Sports betting equipment company

The American Totalisator Company, now known as AmTote International and commonly referred to as AmTote, specializes in totalisator equipment used to manage and control parimutuel betting at horse racing, greyhound racing, and jai-alai facilities.

The company was founded by Harry L. Straus, an electrical engineer from Baltimore, who became interested in developing a fairer system of calculating and displaying odds and payouts on parimutuel betting after an incident at a Maryland racetrack in 1927. When a horse listed at 12:1 odds won, but paid off at 4:1, Straus recognized the need for a more accurate and transparent system. He began developing his innovative machine, the totalisator, also known as the "tote board" using telephone relays in 1928.

Straus' new company installed its first equipment at Pimlico Race Course in Baltimore, Maryland, which displayed odds and payouts on illuminated boards, now commonly known as "tote boards". In 1933, American Totalisator installed its first complete electro-mechanical tote system at Arlington Park in Arlington Heights, Illinois. The Straus patents, 2,179,698 (issued November 14, 1939) and 2,182,875 (issued December 12, 1939), provided a platform for AmTote's growth as the once dominant provider of totalizator solutions in North America.

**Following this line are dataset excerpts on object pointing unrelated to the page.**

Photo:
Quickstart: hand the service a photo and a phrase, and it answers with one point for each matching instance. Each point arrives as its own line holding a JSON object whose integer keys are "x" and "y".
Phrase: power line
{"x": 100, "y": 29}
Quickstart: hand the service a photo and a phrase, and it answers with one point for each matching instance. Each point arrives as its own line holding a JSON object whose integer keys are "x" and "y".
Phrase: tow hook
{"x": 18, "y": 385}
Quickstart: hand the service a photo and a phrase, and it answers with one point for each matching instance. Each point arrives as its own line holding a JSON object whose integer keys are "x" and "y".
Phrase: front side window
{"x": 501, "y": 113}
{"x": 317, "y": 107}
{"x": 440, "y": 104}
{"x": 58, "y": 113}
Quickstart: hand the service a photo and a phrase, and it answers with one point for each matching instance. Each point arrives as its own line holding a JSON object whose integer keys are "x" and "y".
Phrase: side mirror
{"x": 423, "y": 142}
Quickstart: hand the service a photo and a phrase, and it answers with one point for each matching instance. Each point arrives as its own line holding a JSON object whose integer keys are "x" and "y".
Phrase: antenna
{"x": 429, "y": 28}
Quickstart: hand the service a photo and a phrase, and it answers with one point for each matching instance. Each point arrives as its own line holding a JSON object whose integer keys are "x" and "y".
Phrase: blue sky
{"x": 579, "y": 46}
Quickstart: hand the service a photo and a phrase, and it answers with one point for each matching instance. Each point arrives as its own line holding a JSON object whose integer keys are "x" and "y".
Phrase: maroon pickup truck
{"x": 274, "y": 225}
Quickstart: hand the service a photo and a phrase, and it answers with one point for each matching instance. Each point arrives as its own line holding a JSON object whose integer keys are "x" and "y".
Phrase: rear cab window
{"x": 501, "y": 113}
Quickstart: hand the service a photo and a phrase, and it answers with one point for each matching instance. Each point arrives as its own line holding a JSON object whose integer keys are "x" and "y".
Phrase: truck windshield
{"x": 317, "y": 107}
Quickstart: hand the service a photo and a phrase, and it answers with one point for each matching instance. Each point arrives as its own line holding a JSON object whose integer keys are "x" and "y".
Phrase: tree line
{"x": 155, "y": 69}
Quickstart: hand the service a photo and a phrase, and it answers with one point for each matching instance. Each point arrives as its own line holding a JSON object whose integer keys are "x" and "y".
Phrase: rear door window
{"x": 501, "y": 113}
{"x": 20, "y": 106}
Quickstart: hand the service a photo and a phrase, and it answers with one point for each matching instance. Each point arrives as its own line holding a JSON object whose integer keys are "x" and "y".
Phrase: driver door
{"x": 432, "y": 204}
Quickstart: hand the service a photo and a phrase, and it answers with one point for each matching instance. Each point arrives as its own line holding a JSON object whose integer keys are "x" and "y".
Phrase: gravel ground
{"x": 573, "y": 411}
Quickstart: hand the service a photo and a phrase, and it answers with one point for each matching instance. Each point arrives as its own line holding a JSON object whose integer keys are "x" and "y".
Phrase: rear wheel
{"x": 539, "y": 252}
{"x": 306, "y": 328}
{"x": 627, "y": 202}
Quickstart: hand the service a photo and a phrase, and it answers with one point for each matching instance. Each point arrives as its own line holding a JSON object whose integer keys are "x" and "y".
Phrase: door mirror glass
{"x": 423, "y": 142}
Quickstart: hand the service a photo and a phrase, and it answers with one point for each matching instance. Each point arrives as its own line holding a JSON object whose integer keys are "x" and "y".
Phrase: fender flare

AmTote has installed more than 800 tote systems throughout the world. The original electro-mechanical devices have given way to fully computerized systems where bettors place and collect wagers at the same window, self-service betting terminals, Internet- and telephone-based wagering, and "hub" systems to facilitate simulcast wagering.

The "classic style" AmTote display consists of 24 bulbs, 6 high by 4 wide.

AmTote's numeric displays were often seen on television game shows in the 1950s and 1960s, most notably the original version of The Price is Right. The company was also an investor in the manufacturer of the original UNIVAC computer system.

The company is based in Hunt Valley, Maryland. It was once owned by General Instrument and later sold to a division of Motorola. Today, AmTote International is a wholly owned subsidiary of The Stronach Group, the corporate parent of several race tracks, including Pimlico.